Diferente de grandes seitas como o Templo Suspense, o Vale do Rei Oriental e a Torre de Pesca do Mar, que operavam quase como nações independentes e tratavam com os países vizinhos em termos de igualdade, o Mosteio Marchito-Florescente havia sido estabelecido desde o início no território do Estado de Qi.
Desde que o Imperador Wu de Qi restaurou o reino e submeteu o realm, o Mosteio Marchito-Florescente, como todas as outras seitas dentro do Estado de Qi, esteve sujeito à autoridade da corte de Qi e obedeceu aos seus decretos.
Mas a diferença residia no fato de que a força do Mosteio Marchito-Florescente superava amplamente a das outras seitas.
Dentro do Estado de Qi, até mesmo houve uma tendência ao domínio da seita budista.
A influência do Mosteio Marchito-Florescente estava profundamente enraizada, alcançando cada nível da sociedade.
Jiang Wuliang, o Príncipe Herdeiro do Estado de Qi, era devoto do budismo.

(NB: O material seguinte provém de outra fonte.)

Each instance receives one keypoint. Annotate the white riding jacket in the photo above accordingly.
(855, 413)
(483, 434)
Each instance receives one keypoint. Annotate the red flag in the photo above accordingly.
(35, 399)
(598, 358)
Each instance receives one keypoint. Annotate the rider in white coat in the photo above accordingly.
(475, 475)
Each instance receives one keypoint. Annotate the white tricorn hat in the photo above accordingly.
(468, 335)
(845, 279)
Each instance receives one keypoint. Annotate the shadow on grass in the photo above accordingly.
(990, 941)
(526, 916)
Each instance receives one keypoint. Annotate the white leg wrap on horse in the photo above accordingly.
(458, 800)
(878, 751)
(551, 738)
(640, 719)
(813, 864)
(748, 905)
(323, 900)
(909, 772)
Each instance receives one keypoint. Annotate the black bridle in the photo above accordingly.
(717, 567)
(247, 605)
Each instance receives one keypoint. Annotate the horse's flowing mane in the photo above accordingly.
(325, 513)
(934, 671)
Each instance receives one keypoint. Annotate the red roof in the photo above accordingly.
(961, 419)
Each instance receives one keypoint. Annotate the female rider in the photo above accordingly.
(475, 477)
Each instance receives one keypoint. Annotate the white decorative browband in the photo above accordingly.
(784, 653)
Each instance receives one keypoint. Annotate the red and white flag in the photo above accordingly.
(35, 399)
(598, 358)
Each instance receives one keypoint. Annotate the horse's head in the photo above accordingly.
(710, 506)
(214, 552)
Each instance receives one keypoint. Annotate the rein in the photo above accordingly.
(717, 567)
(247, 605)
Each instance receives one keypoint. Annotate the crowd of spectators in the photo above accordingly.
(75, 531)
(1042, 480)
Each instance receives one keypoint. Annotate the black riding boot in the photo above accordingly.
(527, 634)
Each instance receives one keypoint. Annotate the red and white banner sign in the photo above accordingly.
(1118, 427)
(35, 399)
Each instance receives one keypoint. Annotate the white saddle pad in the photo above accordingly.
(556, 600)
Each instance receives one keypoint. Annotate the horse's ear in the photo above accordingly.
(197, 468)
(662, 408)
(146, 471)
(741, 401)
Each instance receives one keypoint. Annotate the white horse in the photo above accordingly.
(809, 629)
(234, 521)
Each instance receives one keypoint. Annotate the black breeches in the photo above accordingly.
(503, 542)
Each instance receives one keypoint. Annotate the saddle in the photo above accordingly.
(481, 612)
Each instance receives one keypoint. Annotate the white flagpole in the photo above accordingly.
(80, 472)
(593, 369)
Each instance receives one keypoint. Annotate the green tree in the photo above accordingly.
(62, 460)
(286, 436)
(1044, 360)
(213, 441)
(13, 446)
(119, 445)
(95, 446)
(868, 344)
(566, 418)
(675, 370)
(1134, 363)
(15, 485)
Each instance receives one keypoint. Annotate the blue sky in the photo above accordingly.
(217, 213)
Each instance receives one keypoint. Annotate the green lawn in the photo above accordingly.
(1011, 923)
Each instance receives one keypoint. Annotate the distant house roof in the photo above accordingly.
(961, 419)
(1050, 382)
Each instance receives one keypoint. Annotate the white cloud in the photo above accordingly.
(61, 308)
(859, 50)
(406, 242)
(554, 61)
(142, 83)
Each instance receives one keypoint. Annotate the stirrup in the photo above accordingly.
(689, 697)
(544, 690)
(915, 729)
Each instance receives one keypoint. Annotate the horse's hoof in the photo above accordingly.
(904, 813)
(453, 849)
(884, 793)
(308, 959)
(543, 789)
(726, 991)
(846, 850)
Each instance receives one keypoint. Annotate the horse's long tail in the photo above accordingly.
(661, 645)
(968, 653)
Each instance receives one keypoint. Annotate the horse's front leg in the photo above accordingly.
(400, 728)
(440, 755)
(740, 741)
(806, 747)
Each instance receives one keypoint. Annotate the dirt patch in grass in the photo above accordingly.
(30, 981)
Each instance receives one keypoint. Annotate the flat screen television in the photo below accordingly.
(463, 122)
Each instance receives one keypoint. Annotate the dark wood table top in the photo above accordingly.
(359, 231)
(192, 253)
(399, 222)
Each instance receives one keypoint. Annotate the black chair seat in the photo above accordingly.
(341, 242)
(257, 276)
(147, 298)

Além da fé, essa devoção também estava enraizada em sua dependência do poder do Mosteio Marchito-Florescente.
E o profundo ódio do Imperador Wu de Qi pela devoção de Jiang Wuliang ao budismo—era verdadeiramente apenas insatisfação com os Shakyamuni? Não era também receio desta força formidável?
A razão pela qual, mesmo após a Guerra Qi-Xia ter se resolvido e a posição política de Jiang Wuliang ter sido provada como errada, a posição de Príncipe Herdeiro ainda pudesse ser adiada por cinco anos antes que o Imperador Wu finalmente o depusesse—
Isto não era absolutamente porque o Imperador Wu era compassivo, mas porque Jiang Wuliang genuinamente possuía poder capaz de rivalizar com o Imperador por um tempo.
Toda a rede do Mosteio Marchito-Florescente estava, na realidade, à disposição de Jiang Wuliang.
O debate político entre as facções pró-paz e pró-guerra era, na verdade, uma luta por poder nos bastidores. Alguns até o viam como o primeiro desafio direto de Jiang Wuliang à autoridade imperial!
E o resultado...
Foi a deposição de Jiang Wuliang e a destruição completa do Mosteio Marchito-Florescente. Todas as escrituras centrais foram queimadas, os monges principais executados até o último, e os monges comuns foram forçados a abandonar a vida monástica.
Uma seita inteira desapareceu como fumaça.
As ruínas do Mosteio Marchito-Florescente no distrito oeste de Linzi haviam sido uma vez um lugar de incenso próspero, mas depois se tornaram nada mais do que muros quebrados e escombros.
Talvez por algum tabu, ou talvez porque parecia sinistro, ninguém na vasta cidade de Linzi havia posto os olhos nesta terra ao longo dos anos. Simplesmente a deixaram à decadência.
Vinte e cinco anos haviam passado, e quantas tempestades haviam varrido.
Linzi não tinha toque de recolher, e incontáveis eram os lugares onde se podia beber até o amanhecer.
Mas a área perto das ruínas do Mosteio Marchito-Florescente era, afinal, silenciosa.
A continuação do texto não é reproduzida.